Compliments convey mindsets
We don’t give a lot of thought to the meaning behind our compliments. Think about what it really means to say someone looks “so young.” Look at how we treat young people. They have curfews. They can’t vote. Or drink. Or smoke. Or rent a car. They live in a world of restrictions.
Youth is a liability in America. It means nobody has to listen to your opinions. Any adult can tell you what to do. You have few rights. In some states, you can’t even see a doctor. And your teacher can (or has to) out your sexuality without any due process.
We carry this baggage into our 20s. Because we still kinda look like teens, everyone likes to boss us around.
It’s easy to dismiss young people.
So, no. Looking young isn’t always that great. In America, youth can especially suck. When someone says, “You look so young!” that carries connotations. They’re saying you also look a little immature, inexperienced, irresponsible, naive, and weak. They’re unconsciously setting the parameters of how they’re going to treat you — with less respect.
The compliment is supposed to smooth over all that, somehow. We overlook the shallowness of this exchange.

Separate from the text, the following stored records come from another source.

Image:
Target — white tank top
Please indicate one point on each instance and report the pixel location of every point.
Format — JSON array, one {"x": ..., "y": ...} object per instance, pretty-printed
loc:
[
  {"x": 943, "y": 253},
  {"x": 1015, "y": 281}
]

Ageism works both ways, of course. In America, you can’t look too young. Or too old. Either end opens you up to a litany of stereotypes and backhanded compliments. The real sweet spot is your 40s, I guess. Or maybe I’m wrong. I’ll update this post when I get there.
Be mindful about your compliments
Think before you compliment. Context matters. Make sure you understand why you’re praising someone. Even the best of us still judge people based on their appearance. On top of that, we treat them according to the stereotypes that tag along.
Think about what you’re pointing attention to. Compliments on someone’s speech or physical appearance don’t always play well. Especially if you don’t know the person outside of work.
Research has shown that performance-based compliments have the best effect. In other words, you praise the job someone’s doing. There’s not many ways you can misinterpret “good job on that report.”
You might think you’re being nice when you compliment someone on their appearance. But if you don’t know them that well, you might be triggering insecurities. Or you might be calling attention to something they’re trying to downplay — like how young they look.
On the receiving end, there’s nothing wrong with ignoring or questioning someone’s compliment. Maybe you can’t call out your boss in the middle of a meeting. But you can raise your guard.
You can be honest with yourself about how someone’s compliment made you feel, and go from there.
It’s not always your fault if you don’t like a compliment. Some are designed as insults, and others carry veiled prejudice.
These days, I still catch myself making assumptions about people based on their dress or hair style. You never really stop. Not completely. You just do less of it, and learn to check yourself. But hey, maybe I’m a snowflake. Don’t listen to me. After all, I don’t even look like a professor.